Around 1,000 troops from Britain, France, Poland and the United States took part in the military parade, alongside some 10,000 members of the Russian army and soldiers from ex-Soviet countries Armenia, Belarus, Kazakhstan, Kyrgyzstan, Moldova, Tajikistan, Turkmenistan and Ukraine.
“Sixty-five years ago, Nazism was defeated and a machine that was exterminating whole peoples was halted,” Russian President Dmitry Medvedev said in his speech. “There was one choice – either victory or to become slaves. The war made us a strong nation.”
German Chancellor Angela Merkel arrived in Moscow on Saturday to take part in the commemoration, joining Medvedev, Chinese President Hu Jintao and around two dozen other world leaders at the military parade.
French President Nicolas Sarkozy and Italian Prime Minister Silvio Berlusconi pulled out of the event to instead concentrate on the European financial crisis.
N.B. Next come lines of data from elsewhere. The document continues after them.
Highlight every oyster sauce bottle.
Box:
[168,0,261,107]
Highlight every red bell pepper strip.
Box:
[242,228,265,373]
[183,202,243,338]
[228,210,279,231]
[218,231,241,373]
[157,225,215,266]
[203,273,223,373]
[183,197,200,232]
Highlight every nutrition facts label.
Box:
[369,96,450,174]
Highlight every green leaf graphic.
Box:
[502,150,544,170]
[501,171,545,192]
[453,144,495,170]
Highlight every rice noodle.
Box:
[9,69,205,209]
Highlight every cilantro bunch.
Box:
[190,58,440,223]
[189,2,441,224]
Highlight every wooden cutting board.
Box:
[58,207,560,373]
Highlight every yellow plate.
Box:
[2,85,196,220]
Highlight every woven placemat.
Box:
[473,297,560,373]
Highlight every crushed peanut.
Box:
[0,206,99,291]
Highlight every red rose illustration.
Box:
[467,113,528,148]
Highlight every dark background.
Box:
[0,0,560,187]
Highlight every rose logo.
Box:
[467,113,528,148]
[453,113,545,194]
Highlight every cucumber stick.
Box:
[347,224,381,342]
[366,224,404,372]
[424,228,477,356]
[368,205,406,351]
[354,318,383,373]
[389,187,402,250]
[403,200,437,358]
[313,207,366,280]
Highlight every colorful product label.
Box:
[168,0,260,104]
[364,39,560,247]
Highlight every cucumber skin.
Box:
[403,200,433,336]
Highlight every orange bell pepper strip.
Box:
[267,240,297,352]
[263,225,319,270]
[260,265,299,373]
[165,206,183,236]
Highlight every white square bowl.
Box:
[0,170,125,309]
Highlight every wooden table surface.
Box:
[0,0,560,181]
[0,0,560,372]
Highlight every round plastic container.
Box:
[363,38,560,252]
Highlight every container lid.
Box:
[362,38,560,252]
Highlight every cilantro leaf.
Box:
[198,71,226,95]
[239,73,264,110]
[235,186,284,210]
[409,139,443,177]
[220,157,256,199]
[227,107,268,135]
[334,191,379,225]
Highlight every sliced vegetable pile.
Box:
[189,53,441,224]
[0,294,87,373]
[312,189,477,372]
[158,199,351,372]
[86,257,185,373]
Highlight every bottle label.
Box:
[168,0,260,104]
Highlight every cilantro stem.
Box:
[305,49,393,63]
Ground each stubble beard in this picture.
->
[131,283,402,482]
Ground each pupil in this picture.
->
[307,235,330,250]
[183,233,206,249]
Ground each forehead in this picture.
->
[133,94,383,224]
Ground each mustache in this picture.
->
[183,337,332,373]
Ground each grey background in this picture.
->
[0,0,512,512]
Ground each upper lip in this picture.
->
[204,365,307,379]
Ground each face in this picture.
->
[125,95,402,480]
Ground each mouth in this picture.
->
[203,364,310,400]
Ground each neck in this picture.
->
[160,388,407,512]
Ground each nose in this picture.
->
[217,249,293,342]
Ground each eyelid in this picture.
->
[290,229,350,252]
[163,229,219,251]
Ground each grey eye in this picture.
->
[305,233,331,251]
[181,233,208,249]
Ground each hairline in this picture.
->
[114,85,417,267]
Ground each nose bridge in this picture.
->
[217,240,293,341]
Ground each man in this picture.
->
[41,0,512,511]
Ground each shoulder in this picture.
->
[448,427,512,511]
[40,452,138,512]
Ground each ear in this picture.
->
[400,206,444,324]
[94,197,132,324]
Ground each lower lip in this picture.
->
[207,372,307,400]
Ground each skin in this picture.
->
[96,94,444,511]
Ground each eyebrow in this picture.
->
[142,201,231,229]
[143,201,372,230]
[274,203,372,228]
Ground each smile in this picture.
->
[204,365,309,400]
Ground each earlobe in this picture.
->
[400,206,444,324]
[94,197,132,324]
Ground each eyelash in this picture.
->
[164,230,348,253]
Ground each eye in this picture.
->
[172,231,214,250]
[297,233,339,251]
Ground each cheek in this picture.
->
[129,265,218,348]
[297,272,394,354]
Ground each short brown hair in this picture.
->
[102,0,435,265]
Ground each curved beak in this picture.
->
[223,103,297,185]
In an interview with the Russian Itar-Tass news agency, Merkel said the invitation to the victory celebration was a great honor. She said the gesture showed that Russia and Germany had learned from history and could live in peace and friendship.
In 2005, Gerhard Schroeder became the first German chancellor to be invited to the Red Square victory celebration.
Protests planned
Russia’s Communists, the country’s biggest opposition party, were planning to hold a protest march in central Moscow after the parade.
They were angry that NATO troops had been given permission to march on the square, home to the embalmed body of their revolutionary hero, Vladimir Lenin.
“Foreign troops have never appeared on Red Square. It’s a violation of tradition,” said Sergei Obukhov, a member of the party’s Central Committee.
“The presence of foreign troops with weapons in their hands is…an unnecessary reminder that we lost the Cold War.”